If you were to know me back then, you would’ve seen a very angry and bitter person. Nobody wanted to see me walking into the school. To be honest, I didn’t want to be there either. I was driven by fear, anxiety and worry for my son.
Thankfully, I got connected to other parents who helped me start to believe in myself. And we moved schools and found a Principal who believed not only in our son, but in our family.
This motivated me to start thinking about the way I could change my story. I didn’t want to be “THAT” parent, the one that everyone avoided. I knew I needed to start changing the way I thought about teachers and education, and I knew this would require a great deal of courage.
During this time, I was involved in regular meetings with community systems, sharing my family’s story and perspectives. I started to wonder what would happen if I could share my story with educators. Have you heard the phrase: “we need to meet people where they are at”?
I wanted to start connecting with teachers, and I discovered there were a LOT of you on twitter. I got involved with #bcedchat. I was blown away by the welcome I received when I introduced myself as a parent.
To be honest, it was easier to be connected to you in this way because you didn’t know my back story. You didn’t have an awareness of who I was, other than I was a parent who was interested in learning more about education.

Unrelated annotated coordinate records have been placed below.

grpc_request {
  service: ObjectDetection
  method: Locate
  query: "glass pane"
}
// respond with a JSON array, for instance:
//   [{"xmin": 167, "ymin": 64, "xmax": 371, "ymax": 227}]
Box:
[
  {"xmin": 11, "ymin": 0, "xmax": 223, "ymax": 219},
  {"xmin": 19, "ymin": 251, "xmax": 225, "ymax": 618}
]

But what stood out for me discovering I needed to know YOUR stories. I learned about all the great things you were doing in your classrooms and in your school communities. I had NO idea. And I thought to myself…”I need to know more!”
I wondered what might happen if I started bringing my online connections into real life. I took the opportunity to attend EdCamp. This took a tremendous amount of courage. I was very nervous walking into a professional development event for educators.
I suggested a topic, not knowing I would then have to facilitate the conversation. It’s not often a parent leads a conversation at an event for educators! But I did it. And what happened in that room was unbelievable.
As we spoke, our titles left the room and what remained were simply people who were passionate and curious. We were united by our stories and vulnerability.
And as I reflected on that day, I realized that it was these informal connections that were changing everything for me, changing my perspective on education from one of distrust, caution and frustration to feeling inspired, curious and most importantly, hopeful.
And I wondered, what kinds of things might we create when we invite each other in? For parents to be seen for their strengths instead of sometimes as adversaries, for parents to know the stories of educators and the great things they are doing in our school communities?
I really believe we have to recognize the role that fear plays in our relationships with each other. We all carry our stories of hurt. They are real. Fear blocks out the good things that are happening. But it doesn’t have to represent our entire story!
Borrowing a phrase from Chris Wejr, what might happen when we step outside of our roles and start with strengths….with each other? I want to tell you all…AMAZING things happen.
I have made a commitment to sharing your stories with other parents. Letting them know that great things are happening in education. All I ask in return is that you do not give up on that angry parent. You never know who they might turn out to be.
It’s about seeing each other as human beings. I don’t want you to buy into the idea of informal connections, I want you to believe in them. We can create meaningful change when we believe in each other.
I would like to dedicate this Ignite to all the educators who have invited me in and gotten to know me for who I am. I would also like to recognize the Langley School District for creating the opportunity for parents and educators to come together at events like this. You are leading the way! Thank you.